Foreign natural persons

You are a foreign purchaser if you are not:

  • A citizen or permanent resident of Australia,
  • Or a New Zealand citizen with a Special Category Visa (Subclass 444)

Foreign corporations

A foreign corporation includes:

  • Corporations incorporated outside Australia, and
  • Corporations incorporated in Australia if a foreign natural person, another foreign corporation or trustee of a foreign trust has a controlling interest in those corporations 

Foreign trusts

A foreign trust is a trust where a foreign natural person, foreign corporation or in the trustee of another foreign trust, has a substantial interest in the trust estate of that trust.

Controlling interest in a corporation

A foreign natural person, foreign corporation or the trustee of a foreign trust has a controlling interest in a corporation (either alone or with an associated person) when that person or entity:

  • Is in a position to control more than 50 per cent of the votes (voting power or potential voting power),
  • Has more than 50 per cent of the issued shares in that corporation, or
  • Has (in the Commissioner's opinion) the ability to influence the outcome of the decisions about the corporation’s financial and operating policies, taking into account certain factors (the practical influence a person can exert in addition to any rights the person can enforce, any practice or behaviour affecting the corporation’s financial or operating policies, even if that practice or pattern of behaviour involves the breach of an agreement or breach of trust)

An "associated person" can be any of the following:

  • A relative of the foreign purchaser,
  • A partner in a partnership,
  • Another corporation with the same majority shareholder as the foreign corporation, or
  • A trustee of the trust in which the foreign purchaser is a beneficiary

Note: the associated person does not have to be a foreign natural person, foreign corporation or the trustee of a foreign trust.

Voting power and potential voting power

The voting power in a corporation refers to the maximum number of votes that might be cast at a general meeting of the corporation.

Potential voting power in a corporation refers to the voting power based on the assumption that the votes might be cast at a general meeting of the corporation including each vote that:

  1. Might exist in the future because of the exercise of a right (whether actual, prospective or contingent), and
  2. If it came into existence, might be cast at a general meeting of the corporation

Example 1: The transferee corporation is a foreign purchaser

XYZ Pty Ltd purchases land in Victoria.
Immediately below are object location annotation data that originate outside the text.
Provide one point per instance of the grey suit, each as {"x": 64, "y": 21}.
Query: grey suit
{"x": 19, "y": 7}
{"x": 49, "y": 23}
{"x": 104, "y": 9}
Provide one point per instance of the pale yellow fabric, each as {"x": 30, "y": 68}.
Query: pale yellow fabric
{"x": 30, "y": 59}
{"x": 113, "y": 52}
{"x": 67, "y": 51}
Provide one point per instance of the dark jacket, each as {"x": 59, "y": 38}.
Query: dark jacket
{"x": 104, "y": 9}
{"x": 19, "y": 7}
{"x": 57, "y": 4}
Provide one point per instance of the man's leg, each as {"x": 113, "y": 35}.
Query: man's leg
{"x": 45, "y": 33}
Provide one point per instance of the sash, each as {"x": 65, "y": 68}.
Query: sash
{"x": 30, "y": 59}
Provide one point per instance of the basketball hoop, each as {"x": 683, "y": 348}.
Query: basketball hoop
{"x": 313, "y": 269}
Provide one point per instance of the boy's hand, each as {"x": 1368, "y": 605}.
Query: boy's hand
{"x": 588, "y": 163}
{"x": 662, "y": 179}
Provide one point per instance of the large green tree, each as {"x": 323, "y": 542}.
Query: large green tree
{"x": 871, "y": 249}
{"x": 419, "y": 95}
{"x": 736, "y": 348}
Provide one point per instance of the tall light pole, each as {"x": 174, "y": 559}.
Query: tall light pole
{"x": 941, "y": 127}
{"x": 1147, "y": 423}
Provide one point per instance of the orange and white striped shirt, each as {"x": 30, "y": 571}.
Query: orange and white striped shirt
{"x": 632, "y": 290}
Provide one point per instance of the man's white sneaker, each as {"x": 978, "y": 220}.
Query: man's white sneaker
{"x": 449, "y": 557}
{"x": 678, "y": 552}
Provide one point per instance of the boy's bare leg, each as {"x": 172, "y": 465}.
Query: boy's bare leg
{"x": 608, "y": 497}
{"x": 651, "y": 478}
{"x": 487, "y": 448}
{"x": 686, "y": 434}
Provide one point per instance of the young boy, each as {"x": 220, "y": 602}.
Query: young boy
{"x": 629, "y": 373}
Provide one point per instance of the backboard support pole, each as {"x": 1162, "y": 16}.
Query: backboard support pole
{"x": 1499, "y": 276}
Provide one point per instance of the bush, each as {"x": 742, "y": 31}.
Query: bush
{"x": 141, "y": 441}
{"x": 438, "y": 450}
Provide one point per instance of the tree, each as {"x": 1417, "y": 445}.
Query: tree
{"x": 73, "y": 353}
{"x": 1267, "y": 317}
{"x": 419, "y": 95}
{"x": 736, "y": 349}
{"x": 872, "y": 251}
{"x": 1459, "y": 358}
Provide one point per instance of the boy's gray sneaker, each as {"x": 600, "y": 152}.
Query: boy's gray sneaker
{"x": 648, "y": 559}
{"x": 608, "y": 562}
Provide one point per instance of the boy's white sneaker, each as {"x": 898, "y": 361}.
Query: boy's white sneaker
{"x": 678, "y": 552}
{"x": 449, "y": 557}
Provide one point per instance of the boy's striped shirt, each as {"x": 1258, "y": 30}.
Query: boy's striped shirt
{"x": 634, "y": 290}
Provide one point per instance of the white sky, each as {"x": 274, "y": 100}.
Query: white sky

XYZ Pty Ltd is a corporation incorporated in Australia. Its shareholders are A Pty Ltd as to 45 per cent and B Pty Ltd as to 55 per cent.

B Pty Ltd has two shareholders, both of whom are foreign natural persons. As a result, B Pty Ltd is a foreign corporation who has a controlling interest in XYZ Pty Ltd which makes XYZ Pty Ltd a foreign corporation.

Example 2: The transferee is a foreign purchaser because there is a foreign natural person corporation or trust in the transferee’s corporate structure

XYZ Pty Ltd purchases residential property in Victoria. XYZ Pty Ltd is a corporation incorporated in Australia. XYZ Pty Ltd has two shareholders, A Pty Ltd as to 45 per cent and B Pty Ltd as to 55 per cent. B Pty Ltd has two shareholders, Danny and Elizabeth. Danny holds an Australian permanent visa and has 35 per cent of the shares in B Pty Ltd. Elizabeth is a foreign natural person who has 65 per cent of the shares in B Pty Ltd.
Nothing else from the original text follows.